Nickel-saving or nickel-free austenitic stainless steel refers to austenitic stainless steel with Mn and N-generation Ni. It is a new material development direction that has received widespread attention with the progress of metallurgical technology in recent years. Because nitrogen-containing austenitic stainless steel has many advantages, it has set off a research boom. With the advancement of nitrogen-containing austenitic stainless steel manufacturing technology, manufacturing costs will continue to decrease, performance will be further improved, and the application range of nitrogen-containing austenitic stainless steel will continue to expand.
Therefore, it can be expected that nitrogen-containing, especially high-nitrogen austenitic stainless steel will be widely used in many important fields such as transportation, construction, space, marine engineering, atomic energy, and military industry. In this study, manganese and nitrogen were used to partially replace the role of nickel in the structure and properties of stainless steel. The structure analysis and tensile and impact mechanical properties of two low-nickel stainless steels with different nitrogen content were carried out, and the fracture mechanism was studied.
According to the influence of alloying elements on the structure and properties of austenitic steel, two-component low-nickel stainless steel was designed. After being smelted and forged in a vacuum melting furnace, the main chemical composition of the material is shown in Table 1. Use wire cutting to process the material into a long strip of impact specimen and a round rod-shaped tensile specimen, each of which takes 3 specimens. In the SXZ-10-13 box-type resistance furnace, the sample is solid-solution treated.

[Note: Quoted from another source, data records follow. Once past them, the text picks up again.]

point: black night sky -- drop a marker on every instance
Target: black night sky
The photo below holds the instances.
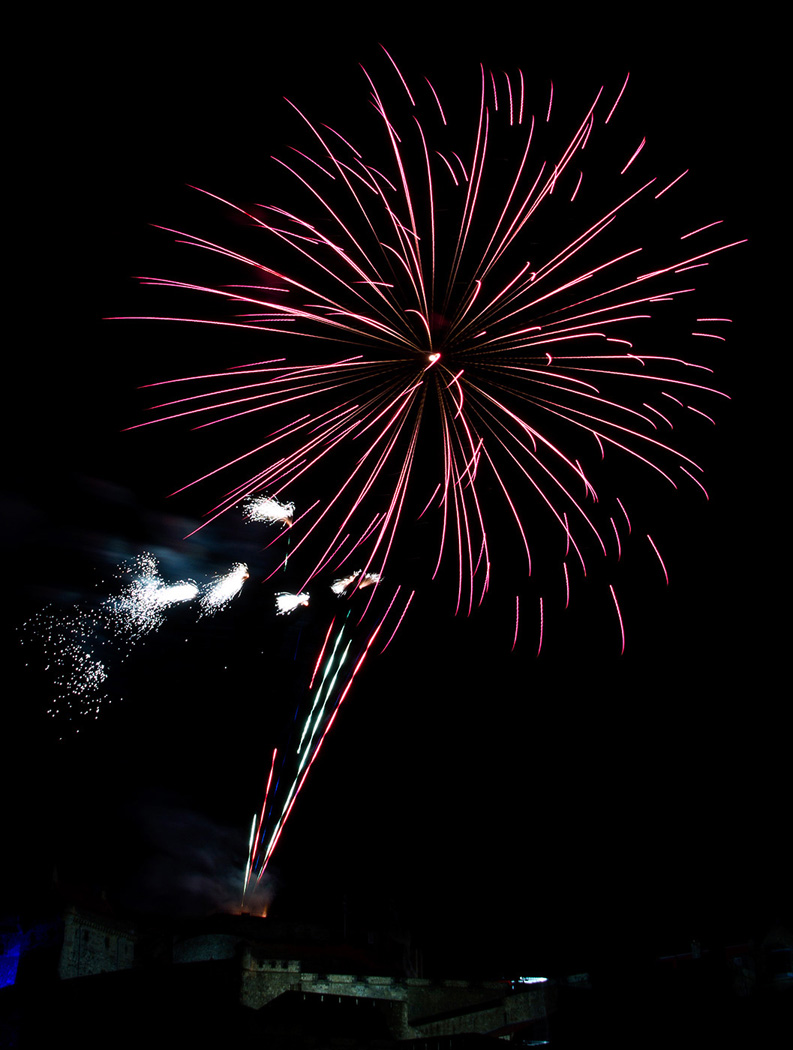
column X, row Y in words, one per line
column 519, row 811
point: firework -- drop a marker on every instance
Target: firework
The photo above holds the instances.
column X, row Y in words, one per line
column 286, row 603
column 265, row 508
column 468, row 318
column 224, row 589
column 361, row 580
column 84, row 643
column 444, row 362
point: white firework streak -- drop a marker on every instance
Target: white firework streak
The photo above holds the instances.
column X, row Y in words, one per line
column 268, row 509
column 82, row 644
column 224, row 589
column 286, row 602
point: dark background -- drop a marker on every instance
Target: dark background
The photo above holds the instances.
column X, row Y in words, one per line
column 518, row 811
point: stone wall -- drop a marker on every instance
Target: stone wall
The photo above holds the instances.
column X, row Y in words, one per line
column 95, row 945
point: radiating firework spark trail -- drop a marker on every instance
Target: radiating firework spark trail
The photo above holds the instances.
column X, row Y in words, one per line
column 453, row 350
column 422, row 319
column 330, row 686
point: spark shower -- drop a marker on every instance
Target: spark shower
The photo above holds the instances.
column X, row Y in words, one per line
column 461, row 329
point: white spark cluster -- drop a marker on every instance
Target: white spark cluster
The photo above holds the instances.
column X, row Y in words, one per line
column 286, row 602
column 224, row 589
column 81, row 645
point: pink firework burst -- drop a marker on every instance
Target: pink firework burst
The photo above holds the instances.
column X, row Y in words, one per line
column 460, row 322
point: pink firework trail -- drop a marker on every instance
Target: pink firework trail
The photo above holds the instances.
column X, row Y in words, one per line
column 450, row 356
column 431, row 362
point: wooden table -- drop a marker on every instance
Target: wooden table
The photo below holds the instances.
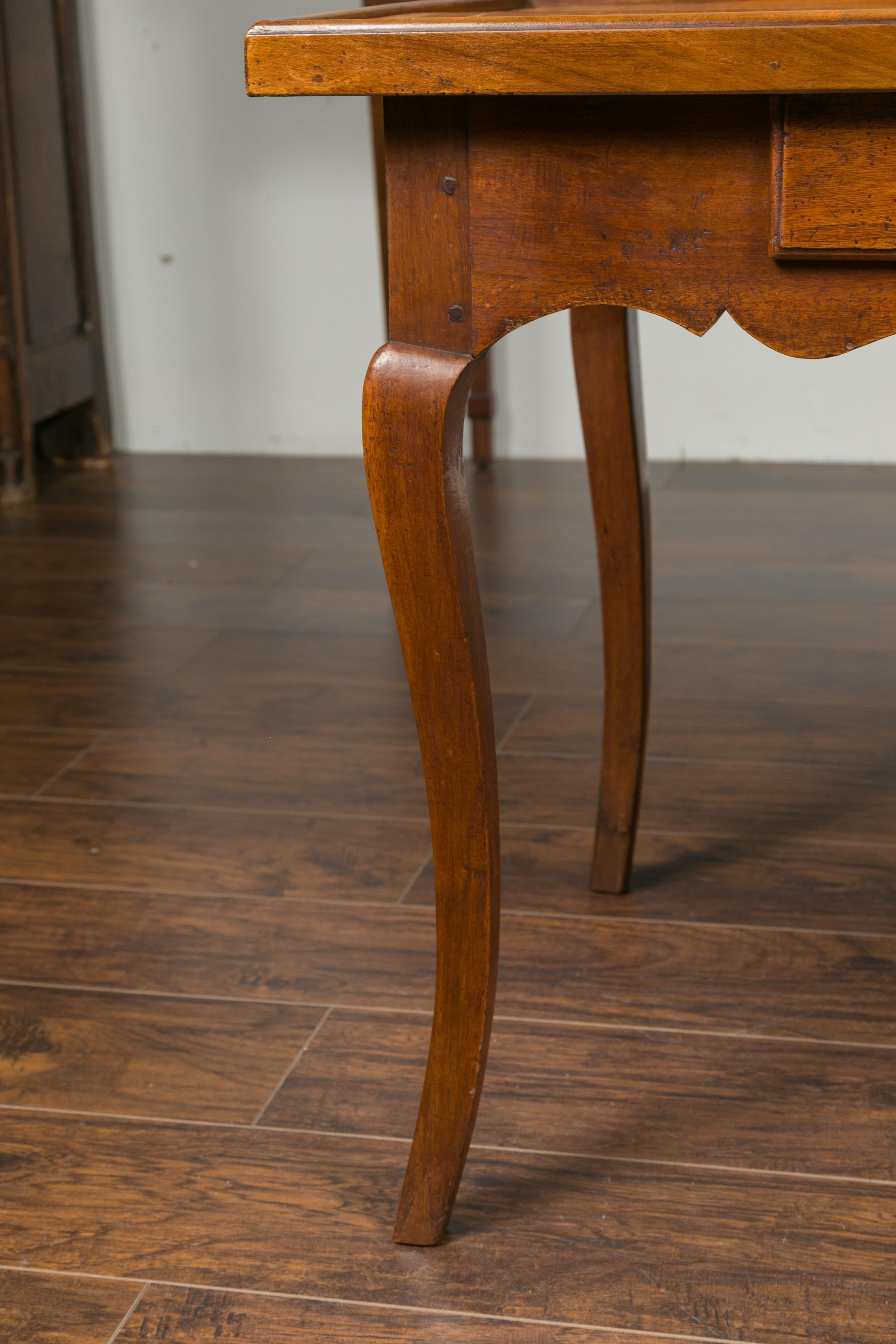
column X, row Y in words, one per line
column 681, row 159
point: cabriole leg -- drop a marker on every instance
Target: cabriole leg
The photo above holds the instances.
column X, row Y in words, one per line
column 605, row 346
column 414, row 408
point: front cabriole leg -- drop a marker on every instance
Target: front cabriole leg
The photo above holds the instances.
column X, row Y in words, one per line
column 414, row 408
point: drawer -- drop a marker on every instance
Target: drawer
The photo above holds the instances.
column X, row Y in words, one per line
column 835, row 178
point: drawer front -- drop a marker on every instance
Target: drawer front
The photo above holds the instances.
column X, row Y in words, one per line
column 835, row 178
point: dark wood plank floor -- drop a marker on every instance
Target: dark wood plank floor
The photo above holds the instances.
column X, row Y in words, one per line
column 217, row 943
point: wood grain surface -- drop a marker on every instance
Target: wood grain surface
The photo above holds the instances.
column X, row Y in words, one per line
column 836, row 171
column 198, row 1316
column 653, row 1249
column 635, row 1096
column 655, row 1030
column 612, row 49
column 49, row 1310
column 652, row 203
column 148, row 1057
column 708, row 978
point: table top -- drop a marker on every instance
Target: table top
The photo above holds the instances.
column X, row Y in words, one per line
column 578, row 47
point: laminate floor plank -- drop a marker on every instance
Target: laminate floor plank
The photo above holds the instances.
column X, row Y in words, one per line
column 345, row 712
column 271, row 771
column 95, row 644
column 719, row 729
column 785, row 802
column 54, row 1310
column 558, row 1238
column 741, row 881
column 31, row 760
column 531, row 666
column 222, row 909
column 156, row 562
column 119, row 1054
column 759, row 981
column 757, row 802
column 174, row 850
column 199, row 1316
column 636, row 1096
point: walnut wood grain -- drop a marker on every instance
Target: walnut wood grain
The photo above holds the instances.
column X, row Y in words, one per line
column 605, row 345
column 51, row 1310
column 637, row 1096
column 414, row 405
column 835, row 177
column 164, row 1202
column 604, row 49
column 652, row 203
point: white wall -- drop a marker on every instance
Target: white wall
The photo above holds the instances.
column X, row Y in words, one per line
column 241, row 279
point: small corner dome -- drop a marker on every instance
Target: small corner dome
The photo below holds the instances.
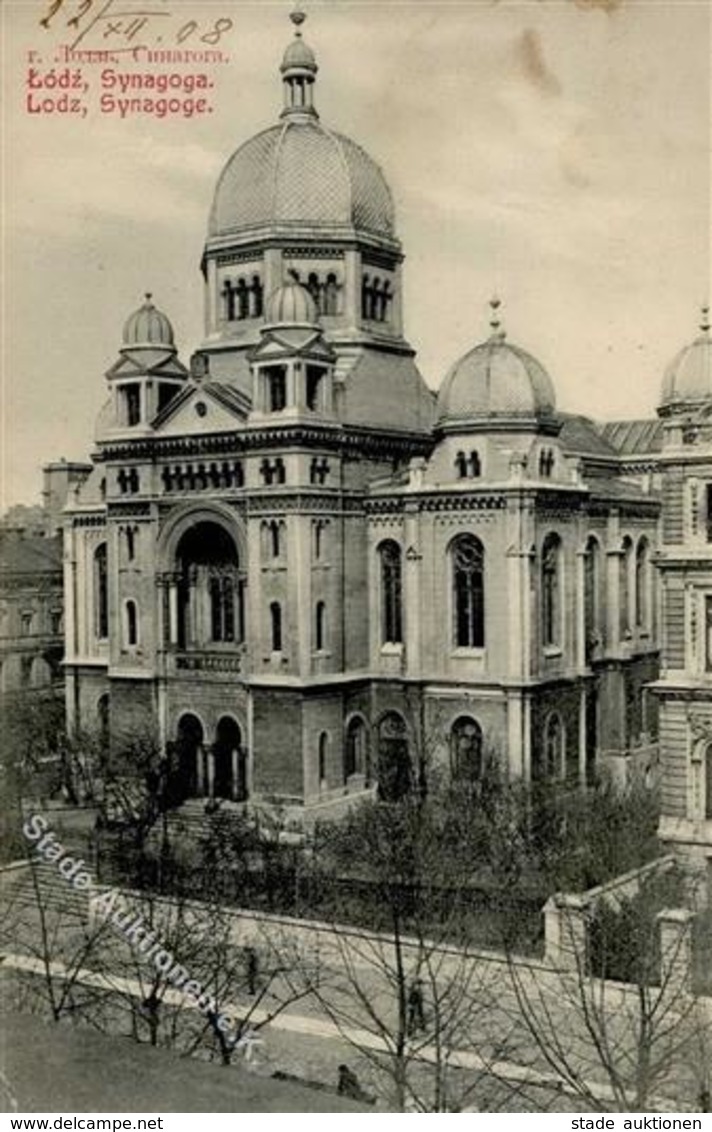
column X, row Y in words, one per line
column 688, row 377
column 291, row 303
column 299, row 54
column 496, row 379
column 147, row 327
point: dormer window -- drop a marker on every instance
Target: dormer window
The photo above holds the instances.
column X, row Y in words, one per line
column 275, row 379
column 165, row 394
column 546, row 463
column 130, row 399
column 315, row 377
column 468, row 466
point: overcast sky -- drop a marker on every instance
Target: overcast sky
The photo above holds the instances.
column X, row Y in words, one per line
column 557, row 153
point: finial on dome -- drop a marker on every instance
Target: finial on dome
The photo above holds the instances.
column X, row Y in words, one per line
column 299, row 68
column 298, row 17
column 495, row 322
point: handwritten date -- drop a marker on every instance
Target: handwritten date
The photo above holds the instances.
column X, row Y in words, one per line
column 121, row 24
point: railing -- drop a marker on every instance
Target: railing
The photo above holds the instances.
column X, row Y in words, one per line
column 228, row 662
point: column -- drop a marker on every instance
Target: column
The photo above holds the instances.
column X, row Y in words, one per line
column 352, row 289
column 676, row 948
column 299, row 591
column 412, row 566
column 211, row 772
column 583, row 709
column 581, row 610
column 234, row 759
column 211, row 297
column 199, row 770
column 173, row 611
column 612, row 585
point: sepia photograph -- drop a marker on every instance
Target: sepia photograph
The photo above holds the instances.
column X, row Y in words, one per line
column 356, row 562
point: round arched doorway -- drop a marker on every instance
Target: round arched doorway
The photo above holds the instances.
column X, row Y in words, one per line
column 189, row 748
column 230, row 778
column 395, row 770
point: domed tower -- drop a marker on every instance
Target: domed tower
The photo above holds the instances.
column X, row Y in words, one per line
column 496, row 405
column 146, row 376
column 685, row 566
column 300, row 199
column 292, row 366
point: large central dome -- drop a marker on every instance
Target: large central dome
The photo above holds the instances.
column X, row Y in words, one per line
column 299, row 173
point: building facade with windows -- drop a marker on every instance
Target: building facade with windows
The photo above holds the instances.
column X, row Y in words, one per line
column 314, row 577
column 679, row 449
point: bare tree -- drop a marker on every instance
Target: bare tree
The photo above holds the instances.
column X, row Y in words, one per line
column 409, row 995
column 616, row 1015
column 243, row 986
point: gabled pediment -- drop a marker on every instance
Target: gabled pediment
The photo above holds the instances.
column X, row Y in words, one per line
column 279, row 344
column 134, row 363
column 203, row 409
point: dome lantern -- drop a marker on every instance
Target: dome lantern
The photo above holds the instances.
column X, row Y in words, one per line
column 299, row 69
column 291, row 305
column 147, row 327
column 687, row 382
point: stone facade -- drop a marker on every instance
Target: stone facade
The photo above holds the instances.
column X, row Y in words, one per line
column 312, row 577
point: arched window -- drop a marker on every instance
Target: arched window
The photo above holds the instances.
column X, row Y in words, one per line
column 331, row 296
column 554, row 746
column 466, row 749
column 243, row 299
column 625, row 588
column 395, row 772
column 468, row 556
column 209, row 588
column 101, row 592
column 551, row 591
column 222, row 591
column 642, row 585
column 102, row 718
column 131, row 624
column 374, row 310
column 366, row 297
column 391, row 592
column 276, row 387
column 315, row 382
column 257, row 297
column 356, row 752
column 275, row 624
column 274, row 538
column 591, row 583
column 323, row 760
column 319, row 626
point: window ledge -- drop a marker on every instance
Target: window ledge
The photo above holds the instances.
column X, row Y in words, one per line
column 392, row 649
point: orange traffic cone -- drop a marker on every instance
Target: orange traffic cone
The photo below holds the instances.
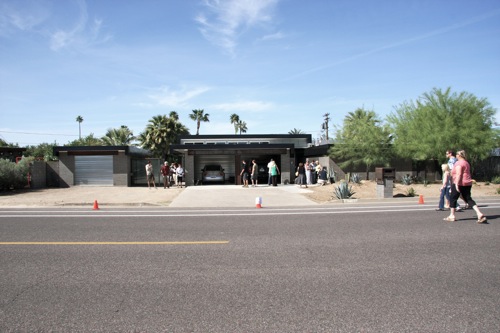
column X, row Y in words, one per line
column 258, row 202
column 421, row 199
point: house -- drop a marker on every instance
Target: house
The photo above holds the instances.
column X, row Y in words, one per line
column 101, row 165
column 287, row 150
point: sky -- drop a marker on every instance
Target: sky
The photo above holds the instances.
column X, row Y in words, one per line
column 278, row 64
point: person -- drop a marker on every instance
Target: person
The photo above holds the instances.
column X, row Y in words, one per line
column 451, row 162
column 244, row 173
column 270, row 177
column 255, row 173
column 173, row 168
column 307, row 165
column 312, row 167
column 322, row 176
column 180, row 175
column 275, row 171
column 301, row 169
column 461, row 185
column 150, row 175
column 165, row 171
column 445, row 188
column 317, row 170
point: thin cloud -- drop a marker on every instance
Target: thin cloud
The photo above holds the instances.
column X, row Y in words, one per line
column 395, row 45
column 248, row 106
column 82, row 34
column 25, row 18
column 175, row 99
column 276, row 36
column 224, row 21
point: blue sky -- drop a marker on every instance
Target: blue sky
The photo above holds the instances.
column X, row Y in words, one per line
column 278, row 64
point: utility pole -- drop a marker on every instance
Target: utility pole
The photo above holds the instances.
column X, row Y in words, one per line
column 325, row 124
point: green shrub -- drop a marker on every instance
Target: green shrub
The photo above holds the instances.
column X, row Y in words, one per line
column 14, row 175
column 355, row 178
column 406, row 180
column 410, row 192
column 343, row 191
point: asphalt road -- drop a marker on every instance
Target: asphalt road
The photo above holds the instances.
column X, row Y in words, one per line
column 362, row 268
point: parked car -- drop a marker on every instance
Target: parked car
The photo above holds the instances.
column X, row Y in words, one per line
column 213, row 173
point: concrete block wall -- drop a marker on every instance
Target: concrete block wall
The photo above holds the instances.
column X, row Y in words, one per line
column 66, row 170
column 121, row 169
column 38, row 174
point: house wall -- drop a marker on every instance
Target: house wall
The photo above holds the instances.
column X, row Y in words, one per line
column 39, row 174
column 52, row 174
column 121, row 169
column 66, row 170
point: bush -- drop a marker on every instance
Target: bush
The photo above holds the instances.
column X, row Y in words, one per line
column 406, row 180
column 355, row 178
column 410, row 192
column 343, row 191
column 12, row 175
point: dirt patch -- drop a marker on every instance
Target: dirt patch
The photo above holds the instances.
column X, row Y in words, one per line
column 367, row 190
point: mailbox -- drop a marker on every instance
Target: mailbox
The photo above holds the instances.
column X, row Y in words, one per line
column 381, row 174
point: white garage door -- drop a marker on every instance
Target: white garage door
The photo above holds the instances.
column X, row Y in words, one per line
column 94, row 170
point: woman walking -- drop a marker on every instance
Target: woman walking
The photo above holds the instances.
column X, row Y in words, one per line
column 445, row 189
column 302, row 174
column 461, row 185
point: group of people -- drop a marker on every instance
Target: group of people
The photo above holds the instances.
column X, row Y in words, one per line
column 457, row 183
column 310, row 173
column 174, row 172
column 251, row 173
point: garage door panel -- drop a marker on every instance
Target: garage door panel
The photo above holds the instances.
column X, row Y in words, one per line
column 94, row 170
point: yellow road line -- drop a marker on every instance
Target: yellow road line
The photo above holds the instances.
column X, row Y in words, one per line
column 116, row 243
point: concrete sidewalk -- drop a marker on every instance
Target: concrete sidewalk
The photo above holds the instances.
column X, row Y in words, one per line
column 193, row 196
column 236, row 196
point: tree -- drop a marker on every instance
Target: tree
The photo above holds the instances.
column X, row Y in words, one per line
column 234, row 118
column 161, row 132
column 295, row 131
column 79, row 119
column 242, row 126
column 441, row 120
column 122, row 136
column 89, row 140
column 43, row 150
column 363, row 140
column 199, row 116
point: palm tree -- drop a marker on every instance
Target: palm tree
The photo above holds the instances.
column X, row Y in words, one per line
column 161, row 132
column 242, row 126
column 234, row 118
column 79, row 119
column 199, row 116
column 295, row 131
column 122, row 136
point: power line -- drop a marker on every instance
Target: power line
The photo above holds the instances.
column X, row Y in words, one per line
column 38, row 133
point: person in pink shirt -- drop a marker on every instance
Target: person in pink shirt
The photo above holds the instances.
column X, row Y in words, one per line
column 461, row 185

The solid solution temperature of the high-nitrogen test steel is 1050℃, and the low-nitrogen test steel is 1100℃. The cooling method is water cooling. After solution treatment, the sample with the size of 10mm×10mm×10mm is tested on the Rockwell hardness tester model HR150A, the load is 1.96N, the pressure holding time is the 20s, and each sample is hit 3 Points and take the average. The room temperature impact test is carried out on the XJ-502 combined impact tester in accordance with GB/T229-2007 “Charpy Pendulum Impact Test Method for Metallic Materials”.
The room temperature tensile test is carried out on an electronic creep testing machine model RDL100 in accordance with GB/T228-2002 “Metallic Materials Room Temperature Tensile Test Method”. Prepare metallographic samples and observe the microstructure using Leica’s DM2500M transflective optical microscope. D/MAX2005PC X-ray diffractometer was used to analyze the structure and a JSM-7001F scanning electron microscope (SEM) was used to observe tensile and impact fractures.
Table 1 Chemical composition of test steel (mass fraction %)
| Test Steel | C | Si | Mn | P | S | Cr | Mo | Ni | N | Fe |
|---|---|---|---|---|---|---|---|---|---|---|
| High Nitrogen | 0.0350 | 0.158 | 14.96 | 0.0233 | 0.0162 | 16.94 | 2.56 | 1.65 | 0.75 | Bal |
| Low Nitrogen | 0.0324 | 0.226 | 19.78 | 0.0248 | 0.0175 | 17.46 | 1.68 | 1.64 | 0.213 | Bal |
The results show:
(1) The matrix of high nitrogen and low nitrogen content and low nickel stainless steel after the solid solution is single-phase austenite and a dual-phase structure with half austenite and ferrite. The tensile strengths of both are relatively high, 840.18 and 688.38MPa respectively. Nitrogen acts as an interstitial atom to achieve good solid solution strengthening in steel.
(2) The room temperature tensile and impact fractures of the high nitrogen content and low nitrogen content test steels have obvious dimple morphologies. The impact absorption energy is 191 and 250J, respectively, and has good impact resistance, and the hardness is greater than 93HRB. The comprehensive mechanical properties of high nitrogen austenite at room temperature are better than duplex stainless steel with low nitrogen content.